REPUBLIKA.CO.ID, JAKARTA -- Kementerian Pemberdayaan Perempuan dan Perlindungan Anak mengajak ulama-ulama pesantren, membangun komitmen pencegahan FGM/C (female genital mutilation/cutting) atau P2GP (pemotongan dan pelukaan genitalia perempuan) terhadap perempuan.

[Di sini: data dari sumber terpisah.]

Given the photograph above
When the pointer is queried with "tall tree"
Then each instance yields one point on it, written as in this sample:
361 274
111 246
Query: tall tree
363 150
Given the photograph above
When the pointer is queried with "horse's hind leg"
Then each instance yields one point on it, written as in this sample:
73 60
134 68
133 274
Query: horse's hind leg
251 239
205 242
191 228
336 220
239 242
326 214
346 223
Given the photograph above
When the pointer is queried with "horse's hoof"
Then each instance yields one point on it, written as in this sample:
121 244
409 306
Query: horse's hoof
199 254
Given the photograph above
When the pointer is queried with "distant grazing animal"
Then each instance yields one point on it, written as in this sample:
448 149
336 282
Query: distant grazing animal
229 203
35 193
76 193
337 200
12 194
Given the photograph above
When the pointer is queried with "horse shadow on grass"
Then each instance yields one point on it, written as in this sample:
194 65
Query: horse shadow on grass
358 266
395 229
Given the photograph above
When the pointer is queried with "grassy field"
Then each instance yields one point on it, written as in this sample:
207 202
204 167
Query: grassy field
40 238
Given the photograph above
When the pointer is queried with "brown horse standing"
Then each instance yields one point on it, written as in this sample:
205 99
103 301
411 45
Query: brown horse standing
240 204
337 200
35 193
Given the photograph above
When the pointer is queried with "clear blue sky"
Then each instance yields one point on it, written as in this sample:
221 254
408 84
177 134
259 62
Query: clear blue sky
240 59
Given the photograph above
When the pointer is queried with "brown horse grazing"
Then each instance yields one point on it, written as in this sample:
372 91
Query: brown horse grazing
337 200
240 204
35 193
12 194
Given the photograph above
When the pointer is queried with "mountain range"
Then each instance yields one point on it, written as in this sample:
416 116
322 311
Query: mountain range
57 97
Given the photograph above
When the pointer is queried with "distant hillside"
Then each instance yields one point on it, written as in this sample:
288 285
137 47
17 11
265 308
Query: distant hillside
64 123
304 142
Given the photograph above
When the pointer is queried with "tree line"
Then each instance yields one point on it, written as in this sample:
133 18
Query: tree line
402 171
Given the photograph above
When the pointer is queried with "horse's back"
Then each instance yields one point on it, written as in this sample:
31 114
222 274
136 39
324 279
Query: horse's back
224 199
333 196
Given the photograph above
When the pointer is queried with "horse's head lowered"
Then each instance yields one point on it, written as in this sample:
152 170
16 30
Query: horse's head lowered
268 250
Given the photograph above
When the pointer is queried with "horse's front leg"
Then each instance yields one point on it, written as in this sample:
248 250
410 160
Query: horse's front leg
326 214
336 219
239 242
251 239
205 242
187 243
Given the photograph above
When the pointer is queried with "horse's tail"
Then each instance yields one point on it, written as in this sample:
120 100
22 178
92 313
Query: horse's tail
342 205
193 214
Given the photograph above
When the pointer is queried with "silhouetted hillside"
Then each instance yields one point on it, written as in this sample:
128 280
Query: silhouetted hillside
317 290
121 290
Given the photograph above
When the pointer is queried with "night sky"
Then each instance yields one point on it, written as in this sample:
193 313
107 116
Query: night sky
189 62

KPPPA menilai, praktik FGM/C atau P2GP merupakan salah satu bentuk kekerasan berbasis gender yang kerap dilakukan karena telah menjadi ajaran atau budaya turun-temurun di masyarakat.
"Padahal, praktik FGM/C atau P2GP yang berkembang hingga hari ini bukan merupakan tindakan kedokteran karena pelaksanaannya tidak berdasarkan indikasi medis dan belum terbukti bermanfaat bagi kesehatan," kata Menteri PPPA Bintang Puspayoga melalui siaran pers di Jakartra, beberapa waktu lalu.
Melalui Musyawarah Ulama Pesantren ke-II, para ulama pun bermusyawarah untuk menghasilkan rekomendasi untuk kemaslahatan bagi semua pihak khususnya perempuan sebagai pihak yang terdampak. Menteri Bintang menyampaikan, bahwa ulama memiliki peran penting untuk turut menuntaskan berbagai tantangan dalam permasalahan praktik FGM/C atau P2GP sekaligus memperbaiki pandangan-pandangan yang masih keliru di masyarakat.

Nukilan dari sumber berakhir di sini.